Alterity Therapeutics Reports Positive Interim Data from ATH434-202 Phase 2 Clinical Trial in Multiple System Atrophy

– 43% of Participants Showed Improvement on the UMSARS Activities of Daily Living Scale –

– 29% of Participants had Stable or Improved Neurological Symptoms –

– Objective Biomarkers Demonstrated Improvement Consistent with Clinical Findings –

– ATH434 was Well-Tolerated with No Safety Signals Detected –

MELBOURNE, Australia and SAN FRANCISCO, July 17, 2024 (GLOBE NEWSWIRE) — Alterity Therapeutics (ASX: ATH, NASDAQ: ATHE) (“Alterity” or “the Company”), a biotechnology company dedicated to developing disease modifying treatments for neurodegenerative diseases, today announced positive interim data from the ATH434-202 open-label Phase 2 clinical trial in patients with multiple system atrophy (MSA). ATH434 has been shown preclinically to reduce α-synuclein pathology and preserve neuronal function by restoring normal iron balance in the brain.

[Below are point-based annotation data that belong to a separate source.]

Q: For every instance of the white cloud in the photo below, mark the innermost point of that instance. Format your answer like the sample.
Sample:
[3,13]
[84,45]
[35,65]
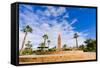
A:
[41,25]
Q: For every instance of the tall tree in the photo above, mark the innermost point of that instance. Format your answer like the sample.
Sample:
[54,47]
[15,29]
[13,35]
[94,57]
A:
[76,36]
[28,45]
[25,30]
[45,36]
[48,42]
[90,44]
[64,46]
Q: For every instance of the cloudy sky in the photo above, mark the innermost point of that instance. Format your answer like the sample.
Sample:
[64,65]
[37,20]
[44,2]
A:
[52,20]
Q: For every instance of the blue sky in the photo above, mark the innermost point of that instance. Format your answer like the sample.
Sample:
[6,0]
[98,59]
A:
[53,20]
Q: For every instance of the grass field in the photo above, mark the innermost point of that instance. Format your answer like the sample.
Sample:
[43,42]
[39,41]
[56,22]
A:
[63,56]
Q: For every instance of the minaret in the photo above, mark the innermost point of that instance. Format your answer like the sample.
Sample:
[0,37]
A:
[59,42]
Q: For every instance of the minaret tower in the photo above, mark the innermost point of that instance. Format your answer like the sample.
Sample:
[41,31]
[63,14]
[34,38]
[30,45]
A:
[59,41]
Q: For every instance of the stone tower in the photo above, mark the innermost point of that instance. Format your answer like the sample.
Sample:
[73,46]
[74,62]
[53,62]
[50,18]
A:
[59,42]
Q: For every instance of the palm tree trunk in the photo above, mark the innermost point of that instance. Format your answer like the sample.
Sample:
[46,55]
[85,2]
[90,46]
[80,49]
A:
[44,41]
[23,43]
[76,43]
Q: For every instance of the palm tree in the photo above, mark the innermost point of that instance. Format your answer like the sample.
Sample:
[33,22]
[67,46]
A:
[48,42]
[25,30]
[76,36]
[28,45]
[45,36]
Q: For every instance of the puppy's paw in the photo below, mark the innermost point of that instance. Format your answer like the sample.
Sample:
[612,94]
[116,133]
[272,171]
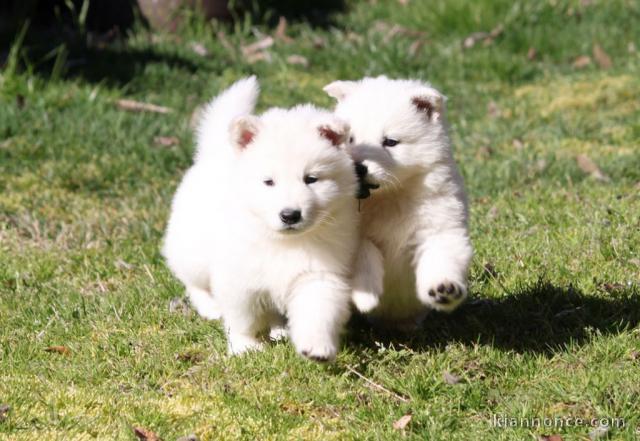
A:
[444,295]
[278,333]
[364,301]
[317,348]
[321,354]
[239,344]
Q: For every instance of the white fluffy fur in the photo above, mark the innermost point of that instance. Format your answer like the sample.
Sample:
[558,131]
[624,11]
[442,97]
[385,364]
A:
[226,242]
[415,239]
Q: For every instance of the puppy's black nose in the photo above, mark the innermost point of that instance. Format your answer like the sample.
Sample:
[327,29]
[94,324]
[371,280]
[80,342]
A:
[290,217]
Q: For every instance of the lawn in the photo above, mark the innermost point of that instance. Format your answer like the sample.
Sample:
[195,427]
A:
[545,118]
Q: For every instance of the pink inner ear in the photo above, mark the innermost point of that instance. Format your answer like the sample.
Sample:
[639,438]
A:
[334,137]
[423,105]
[246,136]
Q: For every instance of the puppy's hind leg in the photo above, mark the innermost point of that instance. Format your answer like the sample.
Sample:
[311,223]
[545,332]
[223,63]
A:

The interim analysis included clinical and biomarker data on 7 participants treated with ATH434 for 6 months and neuroimaging data on 3 participants who were treated for 12 months. After 6 months of treatment, 43% of participants showed improvement on the UMSARS1, indicating reduced disability on activities of daily living. Over the same period, 29% of participants had stable or improved neurological symptoms (clinical responders) as assessed by both the treating physician and the patient. Importantly, the clinical responders on average had reduced accumulation of iron on MRI in the substantia nigra, putamen and globus pallidus and stable levels of NFL, a marker of axonal injury, when compared to participants who declined.

“I am very encouraged by these positive interim data in advanced MSA patients,” said David Stamler, M.D., Chief Executive Officer of Alterity. “As MSA is a rapidly progressive and unremitting disease, we expected to see decline in all participants. Instead, we saw favorable clinical and biomarker outcomes in some patients suggesting that ATH434 has the potential to modify the course of this devastating condition. We were also very pleased to see that the clinical responders had biomarker evidence of stable disease as this provides an objective indication of potential efficacy.”

Dr. Stamler, continued, “In the ATH434-202 trial, the participants who stabilized or improved with ATH434 treatment had less advanced disease than those who progressed. This is noteworthy as we have enrolled earlier stage MSA patients in our randomized, double-blind clinical trial ATH434-201. Although the number of patients studied thus far is small, the new data reinforces that we have taken the right approach in our randomized trial and increases my overall confidence in the ATH434 development program.”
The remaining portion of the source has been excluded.